[Date Prev][Date Next][Thread Prev][Thread Next][Date Index][Thread Index]
Re: [avr-libc-dev] -O3? -Os?
From: |
E. Weddington |
Subject: |
Re: [avr-libc-dev] -O3? -Os? |
Date: |
Mon, 16 Dec 2002 09:18:32 -0700 |
On 16 Dec 2002 at 16:06, Joerg Wunsch wrote:
> I've always been curious what we actually gain by using -O3 for the
> `larger' AVR devices when compiling the library. So i finally wrote a
> test case, and ran it on an ATmega128. In order to create a test job
> that might profit as best as possible from any speed enhancement made
> inside avr-libc, i decided that sorting strings would serve this task
> quite well: it contains calls to library functions that are
> optimizable, and that take a bit of CPU in order to execute (qsort()).

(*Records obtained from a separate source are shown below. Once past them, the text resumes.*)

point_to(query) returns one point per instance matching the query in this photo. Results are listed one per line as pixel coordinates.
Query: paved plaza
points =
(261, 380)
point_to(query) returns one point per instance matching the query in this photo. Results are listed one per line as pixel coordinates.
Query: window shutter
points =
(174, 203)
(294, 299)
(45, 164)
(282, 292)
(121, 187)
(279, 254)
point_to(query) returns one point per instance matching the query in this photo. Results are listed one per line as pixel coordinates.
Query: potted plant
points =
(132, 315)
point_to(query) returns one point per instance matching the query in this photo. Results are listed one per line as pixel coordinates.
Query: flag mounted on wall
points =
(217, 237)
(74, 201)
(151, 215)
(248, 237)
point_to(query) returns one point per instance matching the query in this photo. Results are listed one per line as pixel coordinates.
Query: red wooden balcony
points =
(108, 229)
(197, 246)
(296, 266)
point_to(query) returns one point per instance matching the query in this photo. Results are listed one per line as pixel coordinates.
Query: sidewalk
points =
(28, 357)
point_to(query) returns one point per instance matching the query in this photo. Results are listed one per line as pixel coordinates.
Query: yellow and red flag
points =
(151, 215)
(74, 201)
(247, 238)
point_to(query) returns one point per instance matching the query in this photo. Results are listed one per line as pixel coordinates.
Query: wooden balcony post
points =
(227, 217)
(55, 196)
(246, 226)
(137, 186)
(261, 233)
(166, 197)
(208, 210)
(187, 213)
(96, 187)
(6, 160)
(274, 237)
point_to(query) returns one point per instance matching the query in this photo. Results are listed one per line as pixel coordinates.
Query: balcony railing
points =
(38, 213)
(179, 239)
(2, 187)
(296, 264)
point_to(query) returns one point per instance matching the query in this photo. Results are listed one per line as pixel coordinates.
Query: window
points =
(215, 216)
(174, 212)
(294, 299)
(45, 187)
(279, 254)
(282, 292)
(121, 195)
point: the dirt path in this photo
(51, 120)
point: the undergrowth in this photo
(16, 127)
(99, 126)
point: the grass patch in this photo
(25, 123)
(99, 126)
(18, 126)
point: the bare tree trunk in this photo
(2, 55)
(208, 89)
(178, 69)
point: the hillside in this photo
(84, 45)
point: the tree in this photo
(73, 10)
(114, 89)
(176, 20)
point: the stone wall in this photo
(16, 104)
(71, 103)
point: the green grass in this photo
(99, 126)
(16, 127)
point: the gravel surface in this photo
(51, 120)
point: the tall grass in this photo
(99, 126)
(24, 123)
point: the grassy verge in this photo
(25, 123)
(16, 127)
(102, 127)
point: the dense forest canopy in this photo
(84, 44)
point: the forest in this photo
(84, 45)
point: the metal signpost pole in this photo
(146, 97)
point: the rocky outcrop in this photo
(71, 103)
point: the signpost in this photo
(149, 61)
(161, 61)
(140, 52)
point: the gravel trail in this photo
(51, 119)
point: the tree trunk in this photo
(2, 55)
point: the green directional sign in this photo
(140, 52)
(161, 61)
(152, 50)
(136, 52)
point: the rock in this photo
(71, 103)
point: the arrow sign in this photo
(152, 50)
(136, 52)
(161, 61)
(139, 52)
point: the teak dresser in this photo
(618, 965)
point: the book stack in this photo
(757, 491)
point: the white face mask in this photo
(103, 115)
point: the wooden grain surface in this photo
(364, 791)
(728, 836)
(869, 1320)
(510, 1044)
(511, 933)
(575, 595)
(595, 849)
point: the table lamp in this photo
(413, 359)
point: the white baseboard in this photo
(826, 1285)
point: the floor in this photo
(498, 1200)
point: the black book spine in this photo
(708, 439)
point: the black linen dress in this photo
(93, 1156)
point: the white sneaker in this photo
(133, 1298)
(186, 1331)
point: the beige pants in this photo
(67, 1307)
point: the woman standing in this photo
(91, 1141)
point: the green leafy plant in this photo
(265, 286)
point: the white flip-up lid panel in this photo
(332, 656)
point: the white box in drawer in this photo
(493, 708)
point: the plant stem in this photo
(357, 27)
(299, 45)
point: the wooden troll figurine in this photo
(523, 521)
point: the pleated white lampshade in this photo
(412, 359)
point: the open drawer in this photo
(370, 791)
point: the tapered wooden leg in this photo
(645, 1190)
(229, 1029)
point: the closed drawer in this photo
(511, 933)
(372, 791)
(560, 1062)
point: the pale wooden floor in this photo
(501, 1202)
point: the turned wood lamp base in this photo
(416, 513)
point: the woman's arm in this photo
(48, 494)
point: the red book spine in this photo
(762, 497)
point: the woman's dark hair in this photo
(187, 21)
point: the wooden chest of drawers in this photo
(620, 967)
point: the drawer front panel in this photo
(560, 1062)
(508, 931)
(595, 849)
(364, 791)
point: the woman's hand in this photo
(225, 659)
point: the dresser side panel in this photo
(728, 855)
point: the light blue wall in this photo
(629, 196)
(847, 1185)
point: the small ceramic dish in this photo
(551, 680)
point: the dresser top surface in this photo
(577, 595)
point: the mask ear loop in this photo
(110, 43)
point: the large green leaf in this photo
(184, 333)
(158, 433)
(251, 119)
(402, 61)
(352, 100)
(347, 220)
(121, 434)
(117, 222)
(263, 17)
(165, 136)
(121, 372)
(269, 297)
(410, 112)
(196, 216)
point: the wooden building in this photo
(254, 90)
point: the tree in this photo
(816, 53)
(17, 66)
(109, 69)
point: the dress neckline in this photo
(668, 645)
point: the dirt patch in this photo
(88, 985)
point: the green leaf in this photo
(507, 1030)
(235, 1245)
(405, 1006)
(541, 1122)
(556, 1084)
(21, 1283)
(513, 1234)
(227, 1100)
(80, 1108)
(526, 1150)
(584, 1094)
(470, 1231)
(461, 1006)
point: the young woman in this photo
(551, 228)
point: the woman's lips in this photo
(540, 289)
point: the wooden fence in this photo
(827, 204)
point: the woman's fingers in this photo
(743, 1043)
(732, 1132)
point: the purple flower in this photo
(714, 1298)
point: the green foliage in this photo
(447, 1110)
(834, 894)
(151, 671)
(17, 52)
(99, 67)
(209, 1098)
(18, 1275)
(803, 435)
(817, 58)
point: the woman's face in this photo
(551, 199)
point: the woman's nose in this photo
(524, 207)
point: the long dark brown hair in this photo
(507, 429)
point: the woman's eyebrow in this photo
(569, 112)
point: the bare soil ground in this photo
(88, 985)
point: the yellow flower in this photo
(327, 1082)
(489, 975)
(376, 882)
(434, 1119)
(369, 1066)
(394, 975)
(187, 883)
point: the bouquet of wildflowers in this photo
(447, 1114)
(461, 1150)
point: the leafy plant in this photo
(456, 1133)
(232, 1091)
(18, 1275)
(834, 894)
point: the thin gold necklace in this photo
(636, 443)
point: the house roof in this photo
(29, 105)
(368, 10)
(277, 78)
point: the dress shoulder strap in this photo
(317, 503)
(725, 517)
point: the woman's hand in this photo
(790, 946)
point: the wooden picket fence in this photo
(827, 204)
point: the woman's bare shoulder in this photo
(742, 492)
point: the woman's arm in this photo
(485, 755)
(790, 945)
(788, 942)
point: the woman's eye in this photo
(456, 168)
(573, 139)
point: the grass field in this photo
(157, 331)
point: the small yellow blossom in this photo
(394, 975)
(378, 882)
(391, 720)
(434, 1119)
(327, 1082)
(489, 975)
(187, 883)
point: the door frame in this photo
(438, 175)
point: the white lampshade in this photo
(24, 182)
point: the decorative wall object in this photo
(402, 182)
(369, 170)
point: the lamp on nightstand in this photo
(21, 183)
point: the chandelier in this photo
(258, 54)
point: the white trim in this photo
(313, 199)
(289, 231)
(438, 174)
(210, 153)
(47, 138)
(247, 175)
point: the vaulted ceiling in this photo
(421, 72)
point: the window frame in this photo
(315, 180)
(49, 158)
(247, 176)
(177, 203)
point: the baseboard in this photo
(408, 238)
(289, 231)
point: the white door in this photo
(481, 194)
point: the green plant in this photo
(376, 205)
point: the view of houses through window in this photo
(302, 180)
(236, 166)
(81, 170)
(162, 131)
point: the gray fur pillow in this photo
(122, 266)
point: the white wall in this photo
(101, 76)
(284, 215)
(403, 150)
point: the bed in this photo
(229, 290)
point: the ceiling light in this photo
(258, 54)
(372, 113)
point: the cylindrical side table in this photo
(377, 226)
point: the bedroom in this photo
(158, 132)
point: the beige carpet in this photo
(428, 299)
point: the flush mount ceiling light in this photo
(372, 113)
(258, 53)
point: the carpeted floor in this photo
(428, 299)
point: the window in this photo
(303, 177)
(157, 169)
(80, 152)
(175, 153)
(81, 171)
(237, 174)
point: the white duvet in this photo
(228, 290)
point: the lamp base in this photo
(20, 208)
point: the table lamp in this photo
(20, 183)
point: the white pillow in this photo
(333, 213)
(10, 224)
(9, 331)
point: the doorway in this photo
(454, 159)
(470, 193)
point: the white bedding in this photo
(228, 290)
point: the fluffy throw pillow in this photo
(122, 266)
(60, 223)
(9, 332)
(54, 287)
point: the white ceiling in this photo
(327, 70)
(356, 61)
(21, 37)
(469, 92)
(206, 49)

> I used qsort to sort an array of strings (boldly borrowed the first
> lines from the famous "Bastard Operator from Hell" for it :), once
> using the normal strcmp() function, and another time using a function
> effectively sorting the array by string size.
>
> The resulting object file has been linked against a current avr-libc,
> where the library was configured and compiled with different
> optimization options (avrlib_opt_speed in configure.in).
>
> Here's the results:
>
> -O3:
>
> % avr-size test.out
> text data bss dec hex filename
> 6898 1980 10 8888 22b8 test.out
>
> time for qsort(strcmp): 0.000903 seconds.
> time for qsort(strlencmp): 0.019705 seconds.
> done.
>
> -mcall-prologues -Os:
>
> % avr-size test.out
> text data bss dec hex filename
> 6474 1980 10 8464 2110 test.out
>
> time for qsort(strcmp): 0.000972 seconds.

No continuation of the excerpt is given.